Ralf Deutschmann

Zeit...Reise

Zeit ... Reise ©



von

R. Deutschmann

alias

K.C.


© K.C., 2000 / 2001

Zeit ... Reise

Sie war den ganzen Tag durch den Wald gelaufen. Wollte verdrängen, vergessen, verarbeiten, neu ordnen, sich klar werden über diese Verbindung, die eigentlich schon lange nur noch ein Nebeneinander denn ein Miteinander war. Wo waren die vergangenen Jahre geblieben? Es kam ihr vor, als sei sie mit angezogener Handbremse durchs Leben gegangen - wie durch eine galertartige Masse, die alles wie in Zeitlupe erscheinen ließ. Ihre Zukunft schien sich hinter einem Schild mit der Aufschrift "temporär geschlossen" zu verstecken. Sie glaubte dies begriffen zu haben und wollte das jetzt ändern. Wollte wieder leben, frei sein, selbst entscheiden, sich neu verlieben und das Tor zu ihrer Zukunft wieder öffnen.

Sie war den ganzen Tag durch den Wald gelaufen. Es war ein wundervoller Sommertag - warm und hell. Ein erfrischender Wind strich durch die Baumwipfel. Tausend Stimmen schienen in der Luft zu schwirren und den Tag zu besingen. Aber noch immer lastete der Streit des vergangenen Tages auf ihr, war nicht so einfach abzuschütteln. Angst und Ungewißheit vor dem wie sich alles entwickeln würde beherrschten ihr Gefühl und ihre Gedanken.

Sie war den ganzen Tag durch den Wald gelaufen. Nun trat sie auf diese Lichtung, breitete die Arme aus und atmete durch. Sie sog die Luft des Waldes ein und vieles schien mit einem Mal von ihr abzufallen. Ihre schweren Gedanken schienen sich in den Bäumen zu verfangen und hier auf der Lichtung war sie nun davon befreit. Es kam so plötzlich, daß sie erstaunt, verwundert und glücklich zugleich war. Der Rest aller Gedanken verschwand augenblicklich, als sie ihren Blick endlich von dem Blau des Himmels löste, ihn über die Lichtung streichen ließ und er wie gefesselt auf dieser Tür haften blieb, die da mitten im Wald, inmitten dieser Lichtung, einfach so dastand.

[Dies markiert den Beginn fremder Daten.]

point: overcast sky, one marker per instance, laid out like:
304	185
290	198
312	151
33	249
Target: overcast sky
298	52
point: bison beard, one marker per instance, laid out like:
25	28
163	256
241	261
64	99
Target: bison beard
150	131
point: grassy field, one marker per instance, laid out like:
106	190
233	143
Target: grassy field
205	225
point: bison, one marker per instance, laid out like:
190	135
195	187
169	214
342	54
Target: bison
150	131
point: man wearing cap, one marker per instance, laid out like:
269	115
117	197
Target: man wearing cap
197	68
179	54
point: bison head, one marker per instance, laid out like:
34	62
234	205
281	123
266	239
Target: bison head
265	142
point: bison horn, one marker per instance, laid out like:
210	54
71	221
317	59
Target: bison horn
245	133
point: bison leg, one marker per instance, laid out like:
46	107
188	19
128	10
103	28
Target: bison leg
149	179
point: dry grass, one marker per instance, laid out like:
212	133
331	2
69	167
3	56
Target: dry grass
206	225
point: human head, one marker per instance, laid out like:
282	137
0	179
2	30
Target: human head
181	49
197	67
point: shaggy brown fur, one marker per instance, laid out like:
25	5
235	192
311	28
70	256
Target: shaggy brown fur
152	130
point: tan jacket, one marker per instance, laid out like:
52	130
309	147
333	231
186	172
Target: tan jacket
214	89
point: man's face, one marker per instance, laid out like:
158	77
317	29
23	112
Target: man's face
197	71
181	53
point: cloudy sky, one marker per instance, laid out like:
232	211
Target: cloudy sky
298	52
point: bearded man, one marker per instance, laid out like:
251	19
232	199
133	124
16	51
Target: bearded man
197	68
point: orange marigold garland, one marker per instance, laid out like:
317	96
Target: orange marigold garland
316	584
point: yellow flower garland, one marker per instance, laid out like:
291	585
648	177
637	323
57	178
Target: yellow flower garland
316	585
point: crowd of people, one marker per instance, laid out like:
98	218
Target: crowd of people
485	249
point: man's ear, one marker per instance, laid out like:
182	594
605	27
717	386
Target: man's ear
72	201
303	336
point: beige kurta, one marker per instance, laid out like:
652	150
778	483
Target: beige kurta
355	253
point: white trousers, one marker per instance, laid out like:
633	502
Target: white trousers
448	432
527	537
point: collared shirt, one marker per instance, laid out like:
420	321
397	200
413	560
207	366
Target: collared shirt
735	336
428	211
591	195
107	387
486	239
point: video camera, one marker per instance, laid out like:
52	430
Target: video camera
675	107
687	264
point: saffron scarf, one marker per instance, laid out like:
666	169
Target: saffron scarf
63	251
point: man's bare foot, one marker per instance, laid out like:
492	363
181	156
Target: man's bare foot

Es war zweifellos eine ganz normale Tür. Langsam, unsicher und vorsichtig hatte sie sich ihr genähert. Sie war von hellem Holz mit unregelmäßiger, nahezu unbearbeiteter Oberfläche. Und sie stand völlig allein. Nur der Rahmen schien sie aufrecht zu halten. Behutsam ging sie um die Tür herum und stellte erstaunt fest, daß sie von beiden Seiten fast identisch aussah. Das Merkwürdige war nur, daß der Türgriff aus schwerem, geschwungenem Messing auf beiden Seiten der Tür auf der linken Seite angebracht war. Sie fragte sich, ob man diese Tür wohl öffnen konnte und wie es wohl sein konnte, daß sie von beiden Seiten nach rechts schwingen mußte.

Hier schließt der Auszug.